There is some good news on the civil asset forfeiture front – and it comes from Maine, where the state has approved a law that requires a conviction before law enforcement is allowed to seize property.

According to the Tenth Amendment Center’s Amanda Bowers:

Rep. William Faulkingham (R-Winter Harbor) along with two fellow Republicans, four Democrats and a Libertarian, introduced House Bill 1521 (LD1521) on April 15. The new law repeals the state’s civil forfeiture process and implements a criminal procedure that requires a conviction before prosecutors can proceed with asset forfeiture in most cases.

“It’s a very simple concept; you don’t lose your property unless you used it in the commission of a crime, or knowingly allowed someone else to use it in the commission of a crime,” bill sponsor Rep. Billy Bob Faulkingham wrote in May testimony supporting his bill. “It is time to end this workaround that makes people prove innocence, rather than prosecutors proving guilt. This is one of the founding principles of our country.”

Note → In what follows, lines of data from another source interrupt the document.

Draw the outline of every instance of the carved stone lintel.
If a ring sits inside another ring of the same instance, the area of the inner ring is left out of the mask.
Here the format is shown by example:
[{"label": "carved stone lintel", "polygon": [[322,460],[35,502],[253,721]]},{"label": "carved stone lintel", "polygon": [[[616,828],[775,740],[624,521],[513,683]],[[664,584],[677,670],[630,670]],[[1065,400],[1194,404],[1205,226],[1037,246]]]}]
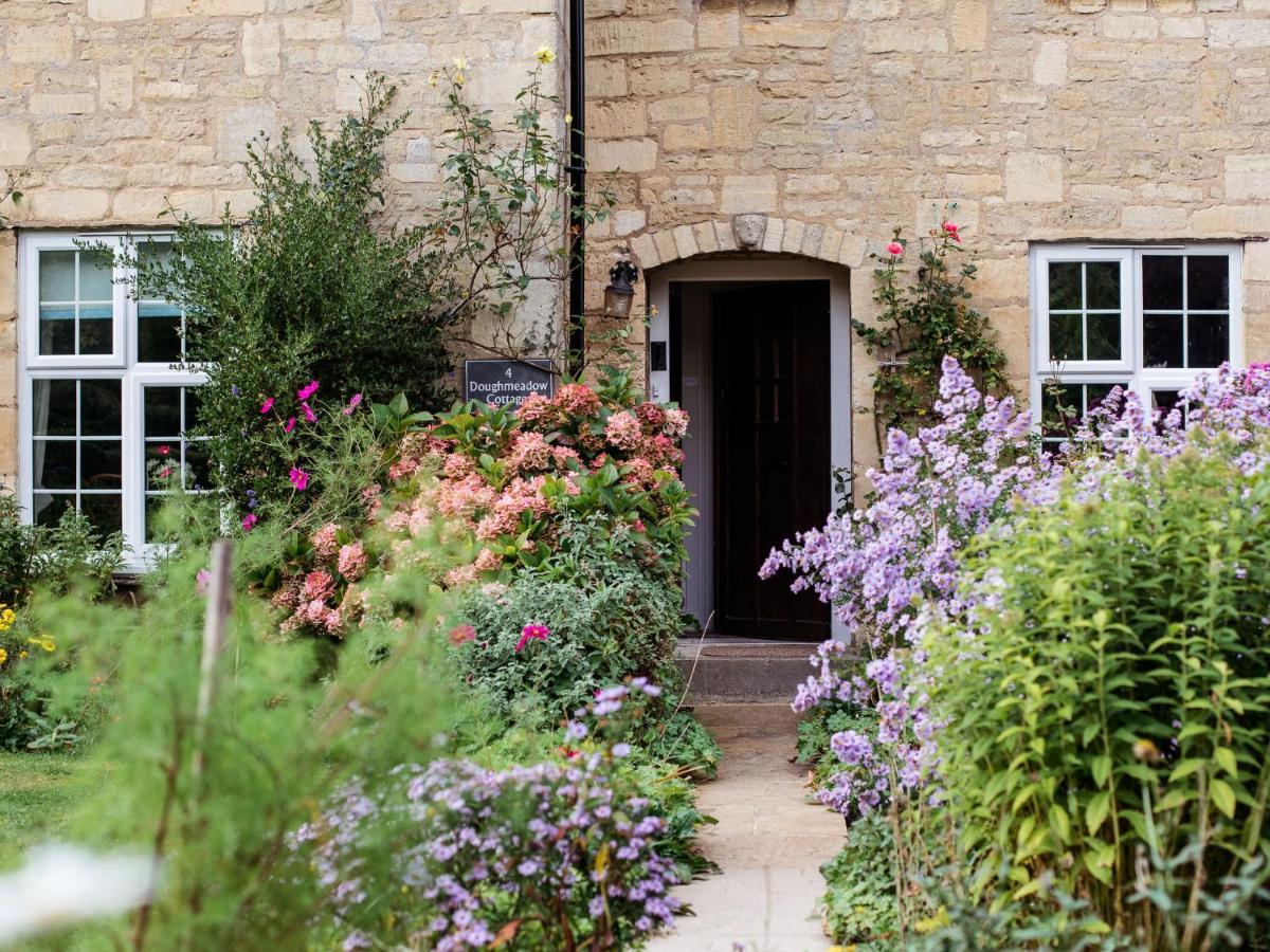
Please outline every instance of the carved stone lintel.
[{"label": "carved stone lintel", "polygon": [[732,234],[737,236],[737,244],[742,248],[749,250],[762,248],[763,235],[767,234],[767,216],[759,213],[734,216]]}]

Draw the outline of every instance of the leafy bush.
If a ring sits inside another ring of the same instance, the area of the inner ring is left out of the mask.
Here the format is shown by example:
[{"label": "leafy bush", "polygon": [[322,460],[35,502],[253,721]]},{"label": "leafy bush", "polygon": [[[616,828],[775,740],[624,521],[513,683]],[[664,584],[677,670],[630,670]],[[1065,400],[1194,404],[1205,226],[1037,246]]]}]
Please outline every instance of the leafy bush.
[{"label": "leafy bush", "polygon": [[310,123],[307,150],[288,131],[249,143],[255,206],[245,222],[226,209],[207,228],[174,211],[173,254],[126,255],[137,292],[184,314],[184,359],[207,374],[194,432],[208,437],[212,479],[237,506],[248,490],[288,496],[272,439],[279,421],[260,411],[268,401],[319,380],[345,400],[404,393],[439,409],[457,327],[486,311],[495,327],[509,324],[535,282],[561,277],[568,161],[542,116],[541,66],[505,129],[464,100],[460,71],[446,76],[444,184],[417,225],[389,217],[385,146],[408,114],[394,113],[398,86],[372,76],[361,114],[333,131]]},{"label": "leafy bush", "polygon": [[1152,885],[1185,910],[1270,848],[1270,476],[1195,451],[1134,473],[984,543],[969,584],[991,599],[973,638],[928,638],[930,694],[975,887],[1053,881],[1151,948],[1199,948],[1130,896],[1143,857],[1195,844]]},{"label": "leafy bush", "polygon": [[847,844],[820,867],[824,929],[860,952],[902,948],[895,901],[895,836],[876,814],[851,825]]},{"label": "leafy bush", "polygon": [[[471,626],[455,651],[464,678],[504,712],[525,711],[549,725],[629,675],[676,687],[679,593],[629,567],[605,569],[598,585],[525,569],[505,585],[469,589],[456,607]],[[527,625],[549,633],[526,642]]]}]

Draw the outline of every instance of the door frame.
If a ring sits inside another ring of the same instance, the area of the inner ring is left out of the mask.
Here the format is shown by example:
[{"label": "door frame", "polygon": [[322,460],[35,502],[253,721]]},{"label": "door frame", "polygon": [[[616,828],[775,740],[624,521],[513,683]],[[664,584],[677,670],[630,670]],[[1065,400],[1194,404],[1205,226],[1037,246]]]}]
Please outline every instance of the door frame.
[{"label": "door frame", "polygon": [[[645,355],[654,341],[665,343],[667,362],[664,371],[646,371],[649,399],[665,401],[671,399],[671,367],[677,360],[669,359],[671,343],[671,283],[672,282],[752,282],[752,281],[828,281],[829,282],[829,465],[832,468],[848,468],[851,456],[851,274],[847,268],[813,261],[801,258],[704,258],[701,260],[677,261],[645,274],[648,288],[649,322],[645,340]],[[685,315],[685,320],[690,316]],[[645,360],[645,368],[649,362]],[[691,447],[685,447],[692,452]],[[833,473],[827,472],[829,499],[834,505],[841,494],[833,485]],[[698,526],[697,531],[706,527]],[[709,527],[714,532],[714,527]],[[794,532],[794,528],[790,528]],[[711,566],[712,569],[712,566]],[[706,589],[712,590],[714,579]],[[846,626],[832,617],[831,632],[834,638],[846,638]]]}]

The law also effectively opts Maine out of a federal program that allows state and local police to get around more strict state asset forfeiture laws. This is particularly important in light of a policy directive issued in July 2017 by then-Attorney General Jeff Sessions for the Department of Justice (DOJ) that remains in effect today.

On June 3, both the House and the Senate gave final approval to LD1521. Gov. Janet Mills took no action within her allotted time and it became law without her signature on July 13. The law went into effect on Oct. 18.

This is a positive reform that curbs a practice that encouraged property seizures before any guilt – and sometimes even any charges – were secured. More states should follow suit.